È stato precisato che l'operazione 'Leone Ruggente' viene condotta in coordinamento con gli Stati Uniti e che le iniziative militari contro l'Iran continuano. Le autorità israeliane hanno riferito che le unità operative sui diversi fronti del Paese hanno innalzato il livello di allerta contro possibili minacce.
IL NUOVO MESSAGGIO DI ATTACCO DI NETANYAHU
Il Primo Ministro israeliano Benjamin Netanyahu, in un videomessaggio, ha annunciato che nei prossimi giorni gli attacchi aerei contro l'Iran si intensificheranno. Netanyahu ha dichiarato: "Ho dato l'ordine di proseguire l'operazione... Le nostre forze stanno attualmente colpendo il cuore di Teheran con una forza intensa e questo aumenterà ulteriormente nei prossimi giorni". Ha inoltre espresso le sue condoglianze alle famiglie degli israeliani che hanno perso la vita negli attacchi iraniani.

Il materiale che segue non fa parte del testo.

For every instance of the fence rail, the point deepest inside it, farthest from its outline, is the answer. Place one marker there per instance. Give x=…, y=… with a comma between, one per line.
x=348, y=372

Infine, nell'attacco missilistico avvenuto domenica, almeno nove persone hanno perso la vita nella città di Beit Shemesh. Questo evento è stato registrato come l'attacco con il più alto numero di vittime in Israele dall'inizio del conflitto.
In seguito agli attacchi aerei, è stato sottolineato che i sistemi di difesa aerea multistrato di Israele non sono stati completamente efficaci contro tali attacchi e che in alcune città le sirene di allarme rapido non si sono attivate. Le autorità hanno dichiarato che avvieranno un'indagine sul motivo per cui le sirene non abbiano suonato prima dell'attacco a Beit Shemesh.
Secondo le analisi degli esperti, i missili balistici lanciati dall'Iran hanno la capacità di causare gravi danni alle città israeliane. Gli attacchi possono portare a un aumento non solo dei danni agli edifici, ma anche delle perdite di vite umane.